Ainsi vivifié par toutes les impressions qu’il a reçues et que la réflexion a mûries, M. Thiers s’attache surtout à écrire simplement. Il veut être simple pour toujours rester vrai. Il ne se pardonnerait pas de se donner quelque peine pour revêtir d’une expression pompeuse des choses ordinaires, et, d’un autre côté, il se garderait bien de jeter sur de grandes choses un éclat emprunté à des artifices de rhétorique. C’est sa conviction que la simplicité suffit à tout, à la grandeur comme à la médiocrité des événemens.

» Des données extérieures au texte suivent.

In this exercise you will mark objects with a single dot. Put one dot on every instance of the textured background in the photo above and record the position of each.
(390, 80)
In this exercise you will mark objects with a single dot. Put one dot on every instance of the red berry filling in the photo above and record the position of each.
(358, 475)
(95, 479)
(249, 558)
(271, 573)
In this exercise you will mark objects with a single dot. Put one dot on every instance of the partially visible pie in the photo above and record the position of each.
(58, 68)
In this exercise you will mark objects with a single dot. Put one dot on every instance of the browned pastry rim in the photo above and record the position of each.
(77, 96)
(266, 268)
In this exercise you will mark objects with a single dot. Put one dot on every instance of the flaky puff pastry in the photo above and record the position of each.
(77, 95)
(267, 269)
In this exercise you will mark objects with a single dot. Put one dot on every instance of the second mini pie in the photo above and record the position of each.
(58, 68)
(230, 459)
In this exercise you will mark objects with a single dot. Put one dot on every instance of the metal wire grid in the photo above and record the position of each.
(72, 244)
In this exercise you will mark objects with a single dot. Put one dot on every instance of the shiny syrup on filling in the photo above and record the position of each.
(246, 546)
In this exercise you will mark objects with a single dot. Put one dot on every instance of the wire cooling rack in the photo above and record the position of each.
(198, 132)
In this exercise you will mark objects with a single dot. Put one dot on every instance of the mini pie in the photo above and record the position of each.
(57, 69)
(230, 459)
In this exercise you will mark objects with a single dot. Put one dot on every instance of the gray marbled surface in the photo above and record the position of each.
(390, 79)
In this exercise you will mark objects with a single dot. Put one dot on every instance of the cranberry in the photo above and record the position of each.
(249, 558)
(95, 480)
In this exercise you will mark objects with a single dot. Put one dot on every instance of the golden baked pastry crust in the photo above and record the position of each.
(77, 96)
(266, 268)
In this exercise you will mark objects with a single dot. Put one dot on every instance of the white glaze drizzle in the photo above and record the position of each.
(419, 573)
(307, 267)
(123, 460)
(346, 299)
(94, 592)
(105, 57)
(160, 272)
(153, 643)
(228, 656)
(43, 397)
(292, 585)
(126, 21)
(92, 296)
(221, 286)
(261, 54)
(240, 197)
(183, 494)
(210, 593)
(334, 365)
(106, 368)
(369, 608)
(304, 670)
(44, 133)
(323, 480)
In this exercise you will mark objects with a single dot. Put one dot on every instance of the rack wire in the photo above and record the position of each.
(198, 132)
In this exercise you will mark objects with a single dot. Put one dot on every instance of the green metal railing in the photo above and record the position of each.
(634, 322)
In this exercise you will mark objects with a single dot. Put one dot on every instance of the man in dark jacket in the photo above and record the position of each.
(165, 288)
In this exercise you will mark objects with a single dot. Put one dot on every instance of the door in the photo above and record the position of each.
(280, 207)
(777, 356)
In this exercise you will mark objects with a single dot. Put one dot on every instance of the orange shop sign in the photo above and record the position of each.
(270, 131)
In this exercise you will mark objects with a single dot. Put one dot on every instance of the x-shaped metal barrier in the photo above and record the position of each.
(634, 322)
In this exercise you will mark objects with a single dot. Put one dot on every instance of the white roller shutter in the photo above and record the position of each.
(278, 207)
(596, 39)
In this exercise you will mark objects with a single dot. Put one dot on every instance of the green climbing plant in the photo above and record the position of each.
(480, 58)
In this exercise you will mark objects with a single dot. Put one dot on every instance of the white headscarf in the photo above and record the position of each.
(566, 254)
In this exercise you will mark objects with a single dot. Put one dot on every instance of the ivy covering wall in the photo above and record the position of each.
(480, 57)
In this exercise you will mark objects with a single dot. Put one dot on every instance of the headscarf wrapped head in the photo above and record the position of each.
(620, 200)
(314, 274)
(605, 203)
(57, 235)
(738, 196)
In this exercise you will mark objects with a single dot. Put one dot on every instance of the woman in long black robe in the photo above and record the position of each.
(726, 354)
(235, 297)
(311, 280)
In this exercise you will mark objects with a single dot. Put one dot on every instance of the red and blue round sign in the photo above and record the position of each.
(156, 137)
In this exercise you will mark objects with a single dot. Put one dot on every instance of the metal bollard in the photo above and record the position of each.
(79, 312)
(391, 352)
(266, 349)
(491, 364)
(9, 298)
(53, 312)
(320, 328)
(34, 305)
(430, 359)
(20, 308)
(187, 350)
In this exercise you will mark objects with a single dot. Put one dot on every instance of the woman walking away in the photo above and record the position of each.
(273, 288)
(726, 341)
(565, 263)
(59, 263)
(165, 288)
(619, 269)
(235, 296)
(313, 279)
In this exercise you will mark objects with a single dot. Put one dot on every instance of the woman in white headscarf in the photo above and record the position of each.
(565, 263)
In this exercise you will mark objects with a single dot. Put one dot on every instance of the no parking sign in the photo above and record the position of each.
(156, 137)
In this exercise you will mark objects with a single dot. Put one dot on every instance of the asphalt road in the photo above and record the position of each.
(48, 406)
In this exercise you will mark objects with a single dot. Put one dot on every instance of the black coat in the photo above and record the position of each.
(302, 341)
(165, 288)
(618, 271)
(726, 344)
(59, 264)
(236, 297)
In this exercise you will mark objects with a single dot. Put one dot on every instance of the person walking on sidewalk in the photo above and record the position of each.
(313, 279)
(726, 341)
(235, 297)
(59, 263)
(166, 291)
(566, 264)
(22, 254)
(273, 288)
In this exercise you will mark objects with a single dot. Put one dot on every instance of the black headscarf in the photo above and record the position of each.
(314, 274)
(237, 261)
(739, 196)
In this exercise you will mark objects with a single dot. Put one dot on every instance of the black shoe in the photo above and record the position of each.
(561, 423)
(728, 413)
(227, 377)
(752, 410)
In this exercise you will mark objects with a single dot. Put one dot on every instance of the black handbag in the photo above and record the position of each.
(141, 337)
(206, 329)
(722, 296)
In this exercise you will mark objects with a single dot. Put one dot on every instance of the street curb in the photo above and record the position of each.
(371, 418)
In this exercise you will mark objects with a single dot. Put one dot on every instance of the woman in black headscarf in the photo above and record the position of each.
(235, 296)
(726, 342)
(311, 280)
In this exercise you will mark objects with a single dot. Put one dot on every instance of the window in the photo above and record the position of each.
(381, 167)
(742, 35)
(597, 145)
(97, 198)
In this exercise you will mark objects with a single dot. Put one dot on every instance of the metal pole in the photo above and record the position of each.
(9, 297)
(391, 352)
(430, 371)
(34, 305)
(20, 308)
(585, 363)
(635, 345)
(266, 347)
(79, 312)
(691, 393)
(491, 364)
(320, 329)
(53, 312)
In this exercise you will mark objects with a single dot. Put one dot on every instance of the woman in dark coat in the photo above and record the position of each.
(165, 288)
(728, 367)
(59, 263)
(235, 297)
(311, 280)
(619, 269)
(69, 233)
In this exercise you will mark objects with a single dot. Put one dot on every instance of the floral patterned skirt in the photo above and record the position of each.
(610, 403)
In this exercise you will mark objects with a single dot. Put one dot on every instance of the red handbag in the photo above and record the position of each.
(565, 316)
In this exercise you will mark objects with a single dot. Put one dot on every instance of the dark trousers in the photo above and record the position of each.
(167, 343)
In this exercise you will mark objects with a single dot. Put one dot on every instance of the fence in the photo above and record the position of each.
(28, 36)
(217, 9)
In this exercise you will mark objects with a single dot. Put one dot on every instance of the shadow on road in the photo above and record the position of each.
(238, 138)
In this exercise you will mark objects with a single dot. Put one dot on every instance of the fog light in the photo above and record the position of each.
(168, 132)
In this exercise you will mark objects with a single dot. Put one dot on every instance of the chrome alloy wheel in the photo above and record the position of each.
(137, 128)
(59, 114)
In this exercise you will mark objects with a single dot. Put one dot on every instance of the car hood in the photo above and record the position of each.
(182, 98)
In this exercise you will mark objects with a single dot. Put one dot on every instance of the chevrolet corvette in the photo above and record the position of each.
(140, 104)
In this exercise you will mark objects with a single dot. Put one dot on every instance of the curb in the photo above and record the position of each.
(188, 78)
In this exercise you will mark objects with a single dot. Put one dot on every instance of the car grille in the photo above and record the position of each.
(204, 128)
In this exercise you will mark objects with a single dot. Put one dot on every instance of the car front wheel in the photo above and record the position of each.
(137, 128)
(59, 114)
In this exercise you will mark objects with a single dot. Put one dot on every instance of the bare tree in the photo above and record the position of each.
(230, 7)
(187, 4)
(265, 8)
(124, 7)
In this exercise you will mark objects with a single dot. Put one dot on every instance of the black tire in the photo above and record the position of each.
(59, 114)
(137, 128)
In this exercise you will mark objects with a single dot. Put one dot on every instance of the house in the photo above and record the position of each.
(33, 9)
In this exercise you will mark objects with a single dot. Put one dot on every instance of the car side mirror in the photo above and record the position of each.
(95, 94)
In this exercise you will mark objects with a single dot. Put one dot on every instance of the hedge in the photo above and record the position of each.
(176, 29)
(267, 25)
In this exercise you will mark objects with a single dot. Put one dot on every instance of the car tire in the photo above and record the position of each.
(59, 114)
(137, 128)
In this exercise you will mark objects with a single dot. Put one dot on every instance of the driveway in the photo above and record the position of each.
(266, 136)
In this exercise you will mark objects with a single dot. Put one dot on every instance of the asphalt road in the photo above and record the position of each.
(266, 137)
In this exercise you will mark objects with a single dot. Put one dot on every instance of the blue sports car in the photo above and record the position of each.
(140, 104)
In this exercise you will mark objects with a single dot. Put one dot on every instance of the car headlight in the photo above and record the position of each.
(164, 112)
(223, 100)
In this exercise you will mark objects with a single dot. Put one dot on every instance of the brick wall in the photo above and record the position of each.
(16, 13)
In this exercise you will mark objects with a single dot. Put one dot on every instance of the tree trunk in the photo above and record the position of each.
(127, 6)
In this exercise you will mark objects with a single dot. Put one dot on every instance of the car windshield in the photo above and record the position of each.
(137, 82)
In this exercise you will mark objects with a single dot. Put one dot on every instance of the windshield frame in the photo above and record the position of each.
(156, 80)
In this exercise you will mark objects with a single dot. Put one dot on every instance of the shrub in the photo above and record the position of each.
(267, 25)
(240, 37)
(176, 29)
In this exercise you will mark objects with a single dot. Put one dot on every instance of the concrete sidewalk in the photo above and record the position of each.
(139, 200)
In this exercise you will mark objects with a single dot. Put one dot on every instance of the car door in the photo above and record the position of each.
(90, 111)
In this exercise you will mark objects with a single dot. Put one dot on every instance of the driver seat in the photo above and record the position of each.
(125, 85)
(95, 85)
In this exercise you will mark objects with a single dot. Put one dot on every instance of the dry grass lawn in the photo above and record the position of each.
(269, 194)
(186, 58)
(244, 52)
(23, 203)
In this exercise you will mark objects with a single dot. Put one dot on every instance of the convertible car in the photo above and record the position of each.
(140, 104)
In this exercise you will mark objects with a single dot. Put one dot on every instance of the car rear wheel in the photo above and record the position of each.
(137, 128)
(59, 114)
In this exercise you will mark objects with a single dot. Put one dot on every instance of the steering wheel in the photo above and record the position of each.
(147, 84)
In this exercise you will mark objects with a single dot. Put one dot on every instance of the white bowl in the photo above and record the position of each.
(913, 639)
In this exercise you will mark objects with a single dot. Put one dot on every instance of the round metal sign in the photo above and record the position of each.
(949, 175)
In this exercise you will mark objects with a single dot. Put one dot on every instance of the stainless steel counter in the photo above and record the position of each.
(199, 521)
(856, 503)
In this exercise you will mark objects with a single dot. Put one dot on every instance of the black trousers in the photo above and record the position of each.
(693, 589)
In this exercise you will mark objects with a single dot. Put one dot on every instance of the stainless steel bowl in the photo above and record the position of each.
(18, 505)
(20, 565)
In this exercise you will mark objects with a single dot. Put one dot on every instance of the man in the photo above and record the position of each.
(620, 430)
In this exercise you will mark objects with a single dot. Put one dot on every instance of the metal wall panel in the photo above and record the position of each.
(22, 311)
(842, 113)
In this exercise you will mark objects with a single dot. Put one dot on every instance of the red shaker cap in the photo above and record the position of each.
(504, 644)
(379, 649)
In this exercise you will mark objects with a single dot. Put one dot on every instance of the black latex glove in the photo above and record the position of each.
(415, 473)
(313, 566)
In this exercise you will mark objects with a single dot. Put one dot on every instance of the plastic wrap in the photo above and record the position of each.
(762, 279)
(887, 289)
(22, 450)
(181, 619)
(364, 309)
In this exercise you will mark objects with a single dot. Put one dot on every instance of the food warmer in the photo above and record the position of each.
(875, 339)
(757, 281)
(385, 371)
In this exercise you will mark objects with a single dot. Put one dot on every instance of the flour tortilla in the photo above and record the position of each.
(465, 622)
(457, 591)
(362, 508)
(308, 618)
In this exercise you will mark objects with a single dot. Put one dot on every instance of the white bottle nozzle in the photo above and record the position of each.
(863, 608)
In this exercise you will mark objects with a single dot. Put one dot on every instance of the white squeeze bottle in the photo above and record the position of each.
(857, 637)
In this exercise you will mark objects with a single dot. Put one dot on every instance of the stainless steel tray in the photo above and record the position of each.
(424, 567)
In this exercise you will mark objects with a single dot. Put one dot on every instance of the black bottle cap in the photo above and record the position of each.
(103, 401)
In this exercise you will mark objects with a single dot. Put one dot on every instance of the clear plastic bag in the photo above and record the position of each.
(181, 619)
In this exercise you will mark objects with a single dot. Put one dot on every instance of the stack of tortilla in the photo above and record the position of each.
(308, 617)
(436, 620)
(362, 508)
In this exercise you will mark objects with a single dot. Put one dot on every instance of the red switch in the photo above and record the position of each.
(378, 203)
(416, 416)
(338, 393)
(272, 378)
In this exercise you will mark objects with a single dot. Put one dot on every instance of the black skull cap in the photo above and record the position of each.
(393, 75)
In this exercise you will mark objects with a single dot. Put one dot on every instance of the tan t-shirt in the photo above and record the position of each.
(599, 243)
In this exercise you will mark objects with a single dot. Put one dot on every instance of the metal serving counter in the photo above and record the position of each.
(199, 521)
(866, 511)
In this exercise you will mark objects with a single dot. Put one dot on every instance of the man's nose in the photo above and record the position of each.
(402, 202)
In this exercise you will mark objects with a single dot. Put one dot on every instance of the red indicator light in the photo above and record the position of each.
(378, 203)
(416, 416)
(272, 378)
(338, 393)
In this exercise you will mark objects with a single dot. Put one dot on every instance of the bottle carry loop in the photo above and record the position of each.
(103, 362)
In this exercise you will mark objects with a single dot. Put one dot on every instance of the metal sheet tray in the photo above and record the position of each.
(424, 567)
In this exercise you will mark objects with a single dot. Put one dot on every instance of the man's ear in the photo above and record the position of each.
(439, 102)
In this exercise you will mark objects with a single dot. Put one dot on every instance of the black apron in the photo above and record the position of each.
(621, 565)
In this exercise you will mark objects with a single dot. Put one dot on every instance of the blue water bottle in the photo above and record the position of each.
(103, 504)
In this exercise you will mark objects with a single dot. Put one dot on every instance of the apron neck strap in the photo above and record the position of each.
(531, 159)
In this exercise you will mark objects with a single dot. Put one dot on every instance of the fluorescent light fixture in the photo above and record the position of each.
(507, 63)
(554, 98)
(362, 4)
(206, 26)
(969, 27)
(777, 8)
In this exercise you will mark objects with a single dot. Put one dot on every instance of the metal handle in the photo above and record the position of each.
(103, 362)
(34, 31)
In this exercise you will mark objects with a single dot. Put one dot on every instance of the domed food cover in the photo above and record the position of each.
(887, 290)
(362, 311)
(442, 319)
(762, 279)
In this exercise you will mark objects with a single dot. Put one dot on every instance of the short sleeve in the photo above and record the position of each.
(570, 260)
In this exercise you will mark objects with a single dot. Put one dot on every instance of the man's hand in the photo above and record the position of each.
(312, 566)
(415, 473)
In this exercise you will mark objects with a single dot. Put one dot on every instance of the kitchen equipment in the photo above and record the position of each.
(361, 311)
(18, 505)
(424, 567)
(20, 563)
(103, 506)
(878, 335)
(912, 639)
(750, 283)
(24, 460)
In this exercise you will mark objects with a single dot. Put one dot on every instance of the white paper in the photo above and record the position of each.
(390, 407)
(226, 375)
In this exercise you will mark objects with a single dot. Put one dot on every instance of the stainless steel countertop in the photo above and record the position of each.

Plusieurs personnes trouvent que le style de M. Thiers est trop nu, d’autres y signalent certaines négligences, et même quelques endroits où la pensée, à force d’être simple, devient presque vulgaire. Cependant M. Thiers s’empare du lecteur qui le suit avec un irrésistible attrait jusqu’au bout de ses immenses narrations. Il doit cet empire sur le lecteur tant à l’élaboration forte de son sujet qu’à son allure résolue, intrépide. Dans son livre, M. Thiers ne craint pas de donner carrière à toute son individualité ; on y retrouve la trace de ses vives prédilections pour la puissance quand elle est aux mains d’un homme supérieur, pour la force qui fonde et garantit l’ordre social, pour les grandes dominations, pour la gloire des conquérans. Il a mis dans son livre ses opinions, ses préjugés, et cette franchise n’est pas une des moindres causes du succès durable qu’obtient l’Histoire du Consulat et de l’Empire. Combien peu d’écrivains de nos jours donnent à leur talent d’écrire l’appui d’une personnalité forte ! Aussi combien peu ont une touche qui leur appartienne ! Poètes et prosateurs, au lieu d’être eux-mêmes, font des emprunts à diverses écoles, et nous offrent, au lieu de libres créations, des transactions prudentes. On tient assortiment de styles divers. Au milieu de cette émulation générale pour effacer toute originalité, il est remarquable de voir un historien politique s’élever à l’unité de composition et de style, et se montrer souvent grand artiste parce qu’il a foi dans la puissance des qualités qui le caractérisent, parce qu’il écrit comme il pense, parce qu’il doit à cet accord avec lui-même des effets d’une beauté simple et grave.


LERMINIER.

  1. Histoire du Consulat et de l’Empire, tome VI, page 330.
  2. Napoléon et Marie-Louise, souvenirs historiques, tome III, pages 273-4.